I've got an old fence I want to salvage some pipe from. It's a two rail fence made out of 2 3/8 drill pipe. I've cut the top rail off of the uprights, but I'm left with a short stub of pipe welded on every
12 feet. I need to cut those off.
I can do it with a cutoff wheel and a grinder, but it takes a while. Anybody got a good way to get these off pretty fast? It doesn't have to be that pretty.
You could get most of it off quite quickly with a plasma cutter or O/A torch. If you aren't scared of warping, you can try a flushing tip on your torch. If you have an arc gouging gun, you could also scarf off the welds, that's quick and dirty.
You used to scarf those off with a big Gas Axe with a curved tip, so the cutting oxygen jet was parallel to the surface. Hit the Oxygen lever, and the offending material starts to disappear at a rapid rate, and rather neatly if you had the technique down.
I watched a Maestro clean up the old weld from the baseplate of a light post, and then we chopped off the bottom three inches of the post where it rusted out and welded it back together again. (I putz around, but when it's structural work I let someone who welds all day and has the certs to prove it do the work.) And lots of Zinc Rich Primer before painting.
Wonder if they make curved tips for plasma cutters...? (Miller says to use the "extended" or "gouge" tips.)

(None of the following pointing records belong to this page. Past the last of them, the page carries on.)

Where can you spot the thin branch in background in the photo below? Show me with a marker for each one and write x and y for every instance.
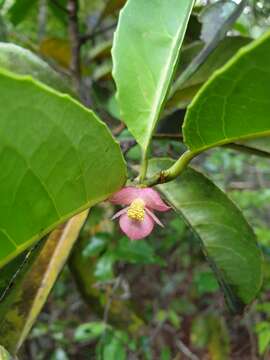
(92, 35)
(42, 19)
(185, 350)
(74, 36)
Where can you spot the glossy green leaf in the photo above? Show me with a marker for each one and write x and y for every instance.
(23, 62)
(112, 6)
(234, 104)
(23, 302)
(223, 52)
(145, 54)
(57, 159)
(90, 331)
(227, 240)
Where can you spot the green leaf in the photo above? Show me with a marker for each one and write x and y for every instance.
(145, 54)
(20, 9)
(23, 302)
(90, 331)
(228, 241)
(112, 6)
(263, 333)
(58, 159)
(223, 52)
(23, 62)
(234, 104)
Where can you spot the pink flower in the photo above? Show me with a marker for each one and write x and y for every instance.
(137, 219)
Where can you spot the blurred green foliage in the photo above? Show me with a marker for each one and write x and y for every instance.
(156, 298)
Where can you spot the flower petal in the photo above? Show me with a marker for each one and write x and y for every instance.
(125, 196)
(152, 199)
(153, 216)
(119, 213)
(136, 230)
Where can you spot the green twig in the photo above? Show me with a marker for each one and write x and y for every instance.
(144, 165)
(171, 173)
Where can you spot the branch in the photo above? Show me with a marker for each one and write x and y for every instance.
(92, 35)
(74, 36)
(207, 50)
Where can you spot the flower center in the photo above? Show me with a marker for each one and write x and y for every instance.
(136, 210)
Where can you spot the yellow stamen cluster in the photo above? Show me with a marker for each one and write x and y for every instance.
(136, 210)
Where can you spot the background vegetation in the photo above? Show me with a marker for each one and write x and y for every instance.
(155, 298)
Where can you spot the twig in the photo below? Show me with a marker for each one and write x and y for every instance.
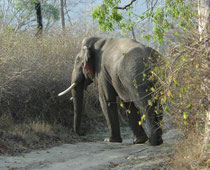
(126, 6)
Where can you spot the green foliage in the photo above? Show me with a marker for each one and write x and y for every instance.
(163, 17)
(108, 16)
(26, 9)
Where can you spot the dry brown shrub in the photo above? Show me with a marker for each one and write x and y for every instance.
(33, 71)
(185, 72)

Not sure how that metallurgical mix would react to mechanical cutting. Were it me, I'd just take a cutting torch to it. Realize you will probably have some blowback from scale on the inside of the wall, and cut it at an angle rather than 90 deg. to the pipe. At an axis parallel to a line drawn through the center. That way, you will just bounce off the scale, and actually get a prettier cut. Watch out for the drops. That stuff is heavy. I used to work on oil rigs.
That would be some kind of coolant. I recently discovered a spray can product made by Union Butterfield which works great and is very portable. It's basically a drilling fluid but it would work fine for keeping a sawzall blade cool too.
I think you should try cutting this with a torch. You might nick the parent pipe a little, but you will rapidly learn and gain confidence. It should be an order of magnitude faster than a sawzall.
If you don't have the torch and you do have the sawzall, a decent inverter and your pickup or car will work out fine. I've had best results with cutting steel with sawzalls if I drip a bit of oil into the cut. My brother the electrican put a 2KW inverter in his service truck to avoid having to bring his 5kw generator out to the job site. Uncle has a
1.5KW inverter with anderson powerpole connectors so he can connect to his truck battery to run the elevation motor on our band mill.
I'm a wimp, only have a 300 watt in my car connected by cigaratte lighter socket to run camera, laptop, and battery chargers on trips. Figure out what your saw needs and double it for startup as a minimum
-- "Additionally as a security officer, I carry a gun to protect government officials but my life isn't worth protecting at home in their eyes." Dick Anthony Heller
My gut reaction is that this will not work in a lathe. I think it will only work if this is a very stiff pipe (think short pipe) and you turn it down very slowly to avoid the tool jamming against the protrusion.